Indépendamment du problème de la suppression du juge d'instruction, nous avons analysé, article par article, le projet de réforme qui était soumis à la concertation par la Chancellerie et nous avons fait des propositions visant à introduire de la justice pénale au quotidien, lesquelles ont été entendues par Madame le Garde des Sceaux, qui nous a d'ailleurs fait l'honneur de sa présence au dernier Congrès de la FNUJA. J'espère donc que l'on pourra avancer concrètement sur cette question de la justice pénale au quotidien (notamment, la présence de l'avocat à toutes les étapes de la procédure pénale, la communication de pièces, le contradictoire, etc.), afin de rétablir des équilibres.

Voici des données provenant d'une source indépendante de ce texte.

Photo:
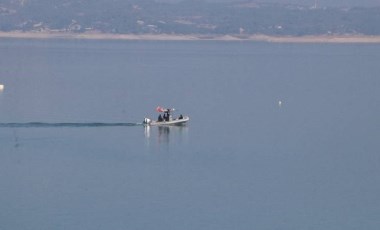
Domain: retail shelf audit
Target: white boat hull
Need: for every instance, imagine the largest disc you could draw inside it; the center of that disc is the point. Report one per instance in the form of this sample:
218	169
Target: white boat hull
175	122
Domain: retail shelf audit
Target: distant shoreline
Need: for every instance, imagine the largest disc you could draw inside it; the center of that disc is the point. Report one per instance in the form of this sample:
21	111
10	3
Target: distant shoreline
194	37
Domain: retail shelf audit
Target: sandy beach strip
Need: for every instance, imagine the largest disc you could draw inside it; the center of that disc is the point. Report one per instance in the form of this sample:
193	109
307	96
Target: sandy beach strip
194	37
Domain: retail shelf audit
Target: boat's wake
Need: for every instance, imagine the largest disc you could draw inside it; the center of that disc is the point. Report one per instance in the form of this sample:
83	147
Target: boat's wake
68	125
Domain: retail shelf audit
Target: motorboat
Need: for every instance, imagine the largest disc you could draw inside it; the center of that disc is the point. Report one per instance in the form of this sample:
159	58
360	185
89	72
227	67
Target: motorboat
165	118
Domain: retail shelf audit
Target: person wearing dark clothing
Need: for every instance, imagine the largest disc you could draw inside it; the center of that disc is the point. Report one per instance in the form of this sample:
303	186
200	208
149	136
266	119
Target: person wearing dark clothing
160	118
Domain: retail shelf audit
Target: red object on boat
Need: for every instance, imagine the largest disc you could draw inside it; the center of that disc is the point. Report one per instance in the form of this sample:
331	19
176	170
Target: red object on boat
160	109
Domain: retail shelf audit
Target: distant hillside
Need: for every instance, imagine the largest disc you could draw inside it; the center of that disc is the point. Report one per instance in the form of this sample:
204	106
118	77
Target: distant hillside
186	17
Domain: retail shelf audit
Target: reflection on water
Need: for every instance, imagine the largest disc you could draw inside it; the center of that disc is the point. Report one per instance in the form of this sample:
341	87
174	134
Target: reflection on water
165	134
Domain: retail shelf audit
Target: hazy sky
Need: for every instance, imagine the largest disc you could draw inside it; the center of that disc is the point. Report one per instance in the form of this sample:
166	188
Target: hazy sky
321	3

L'autre urgence, à mon sens, concerne l'aide juridictionnelle. Au-delà du fait que, par principe, nous estimons inacceptable un quelconque désengagement de l'Etat, nous faisons des propositions concrètes pour mettre en place d'autres sources de financement.
La FNUJA propose ainsi l'institution d'une contribution, dont l'assiette serait extrêmement large, puisqu'elle serait prélevée sur l'ensemble des actes juridiques faisant l'objet d'un enregistrement ou d'une publicité légale, ainsi que sur l'ensemble des décisions de justice. Par ailleurs, la contribution serait assise sur l'ensemble des primes ou cotisations d'assurance souscrites pour la protection juridique. Cette contribution viendrait ainsi alimenter, en complément de la dotation annuelle de l'Etat, un "Fonds pour l'accès au droit et à la justice", dont nous proposons la création, et qui serait destiné à gérer les fonds de l'aide juridictionnelle.
Je serais alors le plus heureux des présidents des jeunes avocats si l'on pouvait faire avancer les choses en ce sens. Il existe d'ailleurs une sorte d'"union sacrée" des avocats sur le principe de l'aide juridictionnelle, puisqu'elle représente l'accès au droit et à la justice. C'est ainsi que j'invite l'ensemble des intéressés à participer aux Etats généraux de l'aide juridictionnelle qui se tiendront à Lille, le 25 juin prochain (N° Lexbase : N0682BPX), car j'entends bien en faire une journée nationale de l'aide juridictionnelle !
(1) Décision à caractère normatif n° 2010-002, du 8 mai 2010, portant réforme des dispositions de l'article 10 du règlement intérieur national (RIN) de la profession d'avocat.